A small but wealthy and powerful group of Westway supporters then immediately began trying to build the Westway development site in the Hudson River a different way. Then and now they marketed this in-water real estate venture as a park. Post-Westway plans to piecemeal a vast development site up and down the River relied on a combination of new or rebuilt piers, platforms, and other fills and structures, which would then be provided with the infrastructure needed to accomodate buildings.
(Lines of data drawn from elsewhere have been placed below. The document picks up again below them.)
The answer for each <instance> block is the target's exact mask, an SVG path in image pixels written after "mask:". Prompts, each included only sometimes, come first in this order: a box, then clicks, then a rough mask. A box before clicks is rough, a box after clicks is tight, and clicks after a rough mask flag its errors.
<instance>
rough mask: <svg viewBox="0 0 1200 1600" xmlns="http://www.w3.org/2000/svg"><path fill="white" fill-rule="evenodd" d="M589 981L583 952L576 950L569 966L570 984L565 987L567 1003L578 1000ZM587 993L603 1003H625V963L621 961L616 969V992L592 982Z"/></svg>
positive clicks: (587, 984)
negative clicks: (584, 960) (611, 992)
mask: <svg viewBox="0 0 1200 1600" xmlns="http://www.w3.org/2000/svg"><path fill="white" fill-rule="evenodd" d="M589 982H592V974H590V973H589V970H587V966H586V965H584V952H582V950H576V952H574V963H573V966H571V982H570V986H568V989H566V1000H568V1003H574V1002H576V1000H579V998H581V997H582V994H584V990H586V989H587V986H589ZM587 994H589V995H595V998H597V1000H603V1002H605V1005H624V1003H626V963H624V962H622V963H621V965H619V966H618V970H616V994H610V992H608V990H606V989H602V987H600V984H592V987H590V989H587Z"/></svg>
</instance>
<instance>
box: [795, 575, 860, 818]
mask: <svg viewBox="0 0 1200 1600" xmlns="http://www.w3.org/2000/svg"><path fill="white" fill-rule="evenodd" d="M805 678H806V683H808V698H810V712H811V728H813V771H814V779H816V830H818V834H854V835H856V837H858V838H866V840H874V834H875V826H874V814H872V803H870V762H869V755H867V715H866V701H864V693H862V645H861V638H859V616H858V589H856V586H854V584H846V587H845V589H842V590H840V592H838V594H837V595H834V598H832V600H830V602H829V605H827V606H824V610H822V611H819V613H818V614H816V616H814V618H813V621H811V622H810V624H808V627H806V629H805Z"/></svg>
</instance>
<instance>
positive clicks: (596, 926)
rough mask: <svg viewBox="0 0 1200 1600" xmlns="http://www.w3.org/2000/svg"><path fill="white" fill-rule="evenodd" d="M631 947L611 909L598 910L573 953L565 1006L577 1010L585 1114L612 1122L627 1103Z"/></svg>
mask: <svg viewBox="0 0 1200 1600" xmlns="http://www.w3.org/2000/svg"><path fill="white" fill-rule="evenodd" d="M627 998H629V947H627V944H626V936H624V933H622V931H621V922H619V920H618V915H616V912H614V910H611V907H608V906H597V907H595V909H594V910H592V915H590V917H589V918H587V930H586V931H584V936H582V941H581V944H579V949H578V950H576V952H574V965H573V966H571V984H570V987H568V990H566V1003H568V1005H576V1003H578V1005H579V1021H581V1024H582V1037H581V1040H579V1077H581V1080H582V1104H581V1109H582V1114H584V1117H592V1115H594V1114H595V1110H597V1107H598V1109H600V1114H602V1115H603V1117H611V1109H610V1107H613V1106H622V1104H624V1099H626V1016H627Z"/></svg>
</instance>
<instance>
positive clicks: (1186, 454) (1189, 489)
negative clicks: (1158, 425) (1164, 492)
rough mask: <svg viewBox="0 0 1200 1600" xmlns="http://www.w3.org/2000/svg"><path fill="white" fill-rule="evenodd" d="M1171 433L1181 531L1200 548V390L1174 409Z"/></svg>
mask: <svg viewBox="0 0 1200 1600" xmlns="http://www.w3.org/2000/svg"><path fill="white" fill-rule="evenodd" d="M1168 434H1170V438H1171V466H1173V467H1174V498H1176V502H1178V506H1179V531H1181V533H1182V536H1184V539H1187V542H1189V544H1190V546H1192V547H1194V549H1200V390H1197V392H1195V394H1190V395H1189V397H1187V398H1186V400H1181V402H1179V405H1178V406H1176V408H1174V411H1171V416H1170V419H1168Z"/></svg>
The NY State Urban Development Corporation's (UDC's) 1971 Wateredge plan to tap a wide variety of public and private funds to build a massive and exorbitant development site out in the River eventually morphed into the so-called Hudson River Park (HRP) project.
The Hudson River Park (HRP) project now includes both a popular ribbon of green open space on roughly 60 acres of dry land ("upland") at the River's edge, and a 490-acre in-water portion in the River itself, between Battery Park City's northern edge (near Chambers Street) and W. 59th Street extended, from the River's edge out to the U.S. Pierhead Line roughly 1,000-1,500 feet offshore. Some groups call this in-water portion of the HRP project "Son-of-Westway." A powerful, unaccountable public authority, the so-called Hudson River Park Trust (HRPT), currently has jurisdiction over the entire 550 acres: both the popular green park on 60 acres of upland, and the 490 acres of the River where piecemealed development sites and view-blocking buildings have been funded with roughly $500 million in public funds so far.
Superstorm Sandy has lent new urgency to citizen efforts to save the lower Hudson River from development, as some politicians seek to misspend Sandy aid and other taxpayer funds to keep on building development sites, public buildings etc. in and over the River. This ruinous public policy would put more people (including first responders) in harm's way in upcoming storms and hurricanes, and risk catastrophic property damage and liability and disaster recovery claims in a stretch of the River designated a #1 (highest risk) hurricane evacuation zone.
Misleading spin about Westway, the HRP project, the HRPT authority, the misuse of Sandy aid etc. has been widespread. This site is intended to separate facts from opinions, be factually accurate, and have links to relevant documents. It takes no advertising and receives no funding from government or large corporations or nonprofits. The site is supported solely by organizations and individual citizens committed to protecting the physical integrity of rivers, wetlands and coastal waters and other existing, naturally occurring habitats and ecosystems; who want to preserve the great bedrock environmental and other laws designed to protect Mother Nature's natural systems; who seek wiser, fairer public spending priorities; and who want our governments to be more open, democratic, and accountable to ordinary citizens, not just a wealthy and powerful few.